Other states, including Colorado, Oregon, Maine and Vermont have simply ignored federal prohibition and legalized industrial hemp production within their state borders.
Colorado was the first state with widespread commercial hemp production. Farmers began growing hemp in southeast Colorado back in 2013 and the industry is beginning to mature. The amount of acreage used to grow industrial hemp in the state doubled in 2016 to nearly 5,000 acres, and nearly doubled again in 2017.
The Oregon legislature initially legalized industrial hemp production in 2009. While it was technically legal to grow hemp in the state, farmers didn’t take advantage of the opportunity for nearly five years. When the Oregon Department of Agriculture finally put a licensing and regulatory program in place early in 2014, farmers began growing hemp. The initial regulatory structure placed significant limits on hemp farming and effectively locked small growers out of the market. In 2016, Gov. Kate Brown signed House Bill 4060 into law. It relaxed state laws regulating hemp already on the books and made the crop more like other agricultural products. Within months, the Oregon Department of Agriculture had already promulgated new rules under the reformed law. According to Oregon’s Cannabis Connection, the rules set the stage to creates a “massive” medical hemp market. The state produced 3,469 acres of hemp in 2017.

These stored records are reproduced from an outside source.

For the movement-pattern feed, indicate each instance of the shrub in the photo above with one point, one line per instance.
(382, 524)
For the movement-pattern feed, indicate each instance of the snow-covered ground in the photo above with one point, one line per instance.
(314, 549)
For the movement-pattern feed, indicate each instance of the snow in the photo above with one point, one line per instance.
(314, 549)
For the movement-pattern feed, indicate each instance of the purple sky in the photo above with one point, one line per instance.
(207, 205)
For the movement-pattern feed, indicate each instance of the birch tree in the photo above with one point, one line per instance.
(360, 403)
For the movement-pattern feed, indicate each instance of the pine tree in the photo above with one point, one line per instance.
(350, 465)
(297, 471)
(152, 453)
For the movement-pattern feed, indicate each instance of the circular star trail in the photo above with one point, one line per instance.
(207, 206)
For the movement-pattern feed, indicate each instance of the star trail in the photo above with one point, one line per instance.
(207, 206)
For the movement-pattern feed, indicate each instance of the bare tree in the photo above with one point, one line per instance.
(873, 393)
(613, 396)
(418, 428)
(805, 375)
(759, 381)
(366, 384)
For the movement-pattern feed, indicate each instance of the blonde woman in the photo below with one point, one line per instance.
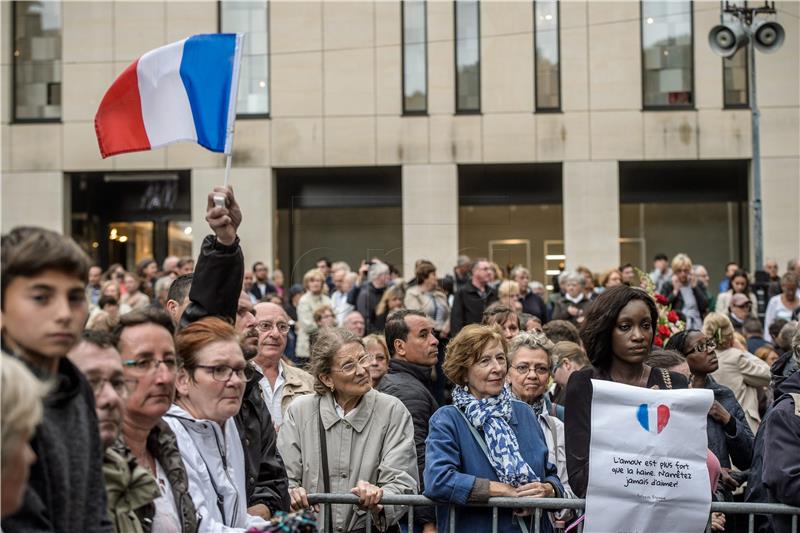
(392, 299)
(22, 396)
(315, 296)
(742, 372)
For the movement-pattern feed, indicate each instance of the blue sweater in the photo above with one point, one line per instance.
(454, 460)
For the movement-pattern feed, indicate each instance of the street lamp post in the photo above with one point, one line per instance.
(766, 36)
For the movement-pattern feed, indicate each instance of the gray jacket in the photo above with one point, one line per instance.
(374, 443)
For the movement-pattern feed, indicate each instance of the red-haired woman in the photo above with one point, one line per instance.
(210, 385)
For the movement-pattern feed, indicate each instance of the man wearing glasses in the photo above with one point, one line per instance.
(129, 487)
(280, 383)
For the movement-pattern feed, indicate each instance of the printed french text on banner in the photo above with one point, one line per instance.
(647, 462)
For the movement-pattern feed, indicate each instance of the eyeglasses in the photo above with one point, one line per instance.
(265, 326)
(224, 372)
(525, 368)
(146, 365)
(703, 347)
(117, 383)
(350, 368)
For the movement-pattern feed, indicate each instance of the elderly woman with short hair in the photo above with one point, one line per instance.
(530, 358)
(348, 437)
(573, 305)
(487, 443)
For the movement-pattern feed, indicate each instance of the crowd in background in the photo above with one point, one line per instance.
(210, 397)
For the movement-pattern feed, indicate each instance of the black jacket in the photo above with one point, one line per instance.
(676, 300)
(215, 291)
(368, 298)
(412, 384)
(468, 306)
(266, 480)
(533, 305)
(66, 491)
(781, 470)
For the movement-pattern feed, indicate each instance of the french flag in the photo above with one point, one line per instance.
(184, 91)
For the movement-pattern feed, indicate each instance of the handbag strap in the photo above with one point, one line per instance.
(485, 448)
(326, 483)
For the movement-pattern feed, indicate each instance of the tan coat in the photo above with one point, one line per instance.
(298, 383)
(744, 374)
(375, 443)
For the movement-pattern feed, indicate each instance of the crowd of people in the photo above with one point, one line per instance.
(210, 397)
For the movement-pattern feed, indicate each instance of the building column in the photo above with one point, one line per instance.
(255, 192)
(780, 192)
(591, 214)
(430, 216)
(35, 199)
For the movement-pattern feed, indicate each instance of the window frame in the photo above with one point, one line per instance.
(558, 108)
(746, 105)
(455, 62)
(681, 107)
(255, 116)
(412, 112)
(14, 119)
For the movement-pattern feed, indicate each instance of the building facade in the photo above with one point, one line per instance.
(552, 134)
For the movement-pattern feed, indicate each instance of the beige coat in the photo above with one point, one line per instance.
(374, 443)
(298, 383)
(744, 374)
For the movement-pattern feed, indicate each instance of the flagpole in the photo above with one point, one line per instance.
(219, 201)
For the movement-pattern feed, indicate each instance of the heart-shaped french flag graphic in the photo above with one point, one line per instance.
(653, 419)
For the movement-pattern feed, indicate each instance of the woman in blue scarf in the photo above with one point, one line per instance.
(486, 444)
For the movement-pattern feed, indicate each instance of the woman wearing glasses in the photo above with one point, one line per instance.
(486, 444)
(348, 438)
(729, 435)
(210, 385)
(742, 372)
(529, 359)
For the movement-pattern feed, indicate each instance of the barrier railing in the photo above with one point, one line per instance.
(543, 504)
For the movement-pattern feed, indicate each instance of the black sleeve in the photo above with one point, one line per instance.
(272, 485)
(578, 429)
(456, 315)
(217, 282)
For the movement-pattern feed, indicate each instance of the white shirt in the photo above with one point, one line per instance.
(273, 397)
(166, 516)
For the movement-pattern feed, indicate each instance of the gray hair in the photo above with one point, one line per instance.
(340, 265)
(533, 340)
(519, 269)
(328, 343)
(22, 395)
(377, 269)
(577, 277)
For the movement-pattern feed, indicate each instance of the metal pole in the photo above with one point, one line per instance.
(756, 162)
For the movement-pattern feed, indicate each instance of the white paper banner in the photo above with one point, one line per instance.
(647, 461)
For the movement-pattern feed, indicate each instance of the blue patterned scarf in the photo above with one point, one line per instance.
(492, 415)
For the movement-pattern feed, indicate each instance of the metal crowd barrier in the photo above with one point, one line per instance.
(542, 504)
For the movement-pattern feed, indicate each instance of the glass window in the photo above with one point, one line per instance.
(415, 72)
(548, 84)
(251, 19)
(468, 56)
(667, 66)
(37, 61)
(735, 79)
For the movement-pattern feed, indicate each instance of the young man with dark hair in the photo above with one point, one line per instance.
(413, 349)
(44, 309)
(178, 297)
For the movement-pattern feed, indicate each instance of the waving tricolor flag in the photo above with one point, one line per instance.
(184, 91)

Both Colorado and Oregon demonstrate how loosening rules at the state level encourage the market and allow hemp a legitimate commercial hemp industry to develop.
HUGE MARKET FOR HEMP
According to a 2005 Congressional Research Service report, the U.S. is the only developed nation that hasn’t developed an industrial hemp crop for economic purposes.
Experts suggest that the U.S. market for hemp is around $600 million per year. They count as many as 25,000 uses for industrial hemp, including food, cosmetics, plastics and bio-fuel. The U.S. is currently the world’s #1 importer of hemp fiber for various products, with China and Canada acting as the top two exporters in the world.
During World War II, the United States military relied heavily on hemp products, which resulted in the famous campaign and government-produced film, “Hemp for Victory!”
All three bills will now move to the Michigan Senate. At the time of this report, they had not received Senate committee assignments.